Disdain for the Government's (and subsequently local councils) negligence to care for the poor and (chronically under-funded yet over-subscribed) children's health services has never been stronger: "Child poverty imposes costs on broader society – estimated to be at least £29 billion a year. Governments forgo prospective revenues as well as commit themselves to providing services in the future if they fail to address child poverty in the here and now" (cpag). 
If we agree with the Government – if we think we can just pop a pill for every failing school - we have ourselves a very sick state of society. 
Are we returning to the not-too-distant rumbling criticisms by the Archbishop of Canterbury? In 2015 he warned of the "seductive" language used by Government, which labelled society as the "deserving" and "undeserving"? This reminds me of Orwell's 'Animal Farm': the Governing pigs' lead mantra was: "all animals are equal, but some animals are more equal than others". This was the ultimate example of the systematic abuse of logic and language to "control their underlings". 
Investing in child development is the key to saving these poor souls from absolute poverty and reducing the demand on public services. 
A current trend or borderline obsession of Brexit for breakfast is distracting us from the current realities and sufferings of life on the hopeless streets of our towns and cities; it's distracting us from the ever-widening class divide and pay-gaps between the bottom and the top. With the success of article 59 we can only look forward to further criticism from the UN regarding the spiked rise in child poverty and a relentless attack on benefits in the UK. Taking the food from the babe's mouth. Literally. And we haven't even talked about the intricacies and idiocies of Brexit. But I've got marking to do so we'll have to save that for another time.
Back at the bike rack: after a brief but intense catch up with Hannah, before she pedals off into the traffic, I push my way to the 'Mens' department to choose another gift to satisfy demands at this commercial time of year. I can't help my reflecting, as the glaring price tags catch my eye and I mentally run through how much money is in my bank and in my purse and whether I can afford a 'Big Issue' off the young vendor outside, who is standing in the blisteringly cold wind and who, more likely than not, will not have a home to go to this Christmas: 'what does it all mean?'
The future of teaching is hanging in the balance – staff are exploited: over-worked, efforts under-recognised and punitively penalised, undermined by management and, on the whole, face unfair and derogatory treatment. A radical change in attitude is long overdue. 

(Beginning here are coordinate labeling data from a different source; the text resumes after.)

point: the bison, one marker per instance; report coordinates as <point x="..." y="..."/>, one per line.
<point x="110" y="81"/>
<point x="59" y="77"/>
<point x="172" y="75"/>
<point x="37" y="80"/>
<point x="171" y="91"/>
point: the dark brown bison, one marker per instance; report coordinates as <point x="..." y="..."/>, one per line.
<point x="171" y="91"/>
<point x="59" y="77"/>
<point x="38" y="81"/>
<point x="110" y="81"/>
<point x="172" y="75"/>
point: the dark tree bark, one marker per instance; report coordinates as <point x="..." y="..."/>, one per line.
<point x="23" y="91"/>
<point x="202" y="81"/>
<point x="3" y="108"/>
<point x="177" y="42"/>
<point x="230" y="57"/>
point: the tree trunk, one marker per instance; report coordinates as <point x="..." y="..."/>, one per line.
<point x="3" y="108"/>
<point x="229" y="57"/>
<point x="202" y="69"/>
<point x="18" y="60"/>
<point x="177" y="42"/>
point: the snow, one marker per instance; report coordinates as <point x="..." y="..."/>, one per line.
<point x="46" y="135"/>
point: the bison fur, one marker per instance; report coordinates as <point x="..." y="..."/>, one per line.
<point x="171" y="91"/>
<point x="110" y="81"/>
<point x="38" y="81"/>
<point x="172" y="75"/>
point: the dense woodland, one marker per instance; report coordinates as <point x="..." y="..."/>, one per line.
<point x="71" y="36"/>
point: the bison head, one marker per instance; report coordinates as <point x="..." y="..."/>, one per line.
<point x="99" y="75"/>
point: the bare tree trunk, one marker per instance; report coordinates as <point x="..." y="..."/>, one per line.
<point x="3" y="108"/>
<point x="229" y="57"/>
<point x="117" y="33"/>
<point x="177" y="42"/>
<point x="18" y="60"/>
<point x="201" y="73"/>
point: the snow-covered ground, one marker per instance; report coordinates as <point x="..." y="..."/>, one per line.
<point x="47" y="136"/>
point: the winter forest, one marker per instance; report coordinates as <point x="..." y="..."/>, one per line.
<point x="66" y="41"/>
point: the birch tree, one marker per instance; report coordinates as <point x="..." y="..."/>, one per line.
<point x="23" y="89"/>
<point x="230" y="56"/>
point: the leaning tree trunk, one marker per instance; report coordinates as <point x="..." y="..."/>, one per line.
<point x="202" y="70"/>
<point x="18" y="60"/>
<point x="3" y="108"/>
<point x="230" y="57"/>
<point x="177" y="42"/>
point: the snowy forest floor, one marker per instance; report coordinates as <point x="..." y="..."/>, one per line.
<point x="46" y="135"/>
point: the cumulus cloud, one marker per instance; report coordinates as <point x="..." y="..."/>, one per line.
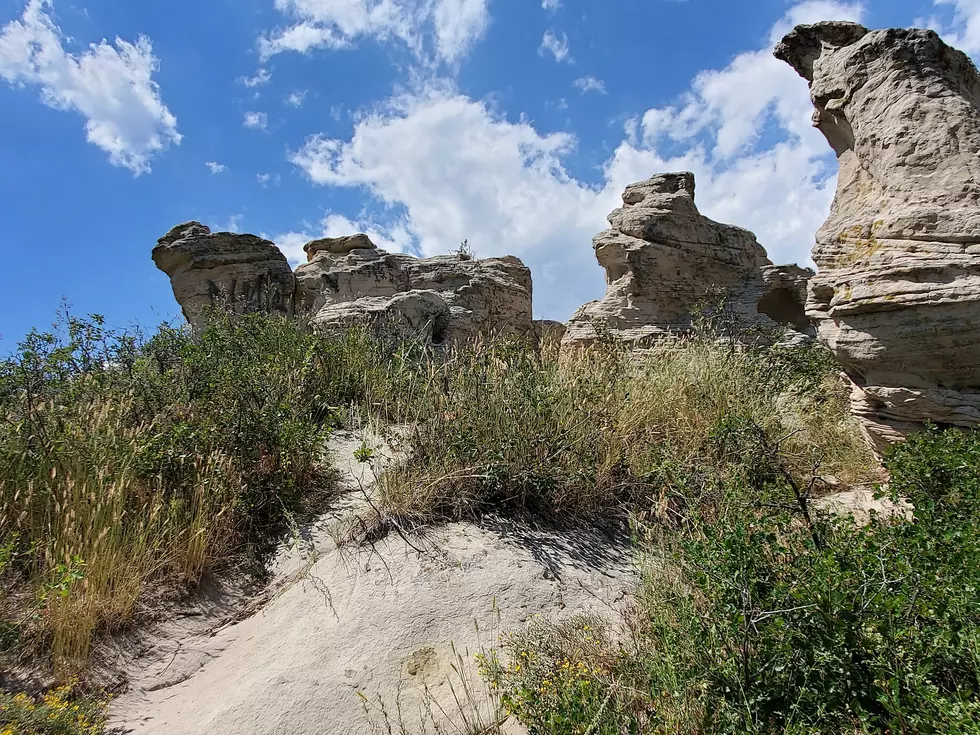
<point x="964" y="32"/>
<point x="434" y="30"/>
<point x="557" y="47"/>
<point x="256" y="120"/>
<point x="261" y="78"/>
<point x="589" y="83"/>
<point x="111" y="86"/>
<point x="393" y="239"/>
<point x="296" y="99"/>
<point x="451" y="168"/>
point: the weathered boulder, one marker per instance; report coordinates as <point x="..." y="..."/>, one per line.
<point x="665" y="261"/>
<point x="897" y="295"/>
<point x="243" y="273"/>
<point x="348" y="281"/>
<point x="443" y="299"/>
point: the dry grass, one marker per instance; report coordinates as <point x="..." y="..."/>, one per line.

The teaching profession is made up of hard working, committed individuals who strive for every child in their care to succeed. However, the Government changes to curriculum and reductions to, or misguided allocation of, funding make it harder than ever before for students, particularly those from poor or disadvantaged backgrounds, to do their best as 'their best' is deemed not good enough.
So, once you've dashed into the department store and grabbed those final presents, how about doing something for free but that could make a big change this Christmas? 
Who is your local MP? Maybe it’s time to send them a letter or an email, send them a tweet or follow their fb page. When was the last time you told them, as well as your Facebook feed, how you feel and what you want from your society? We are supposed to be living in a democracy. That means - WE, as a nation, voted these people into power. And, whether we voted for this part or not, WE have a right to tell them what we want done. What society WE want to live in. Why WE want it done. And when WE want it done.

Once they know – because if you don't tell them, they won't know, and they'll carry on doing whatever they feel like doing – WE will start to see the changes WE want to see.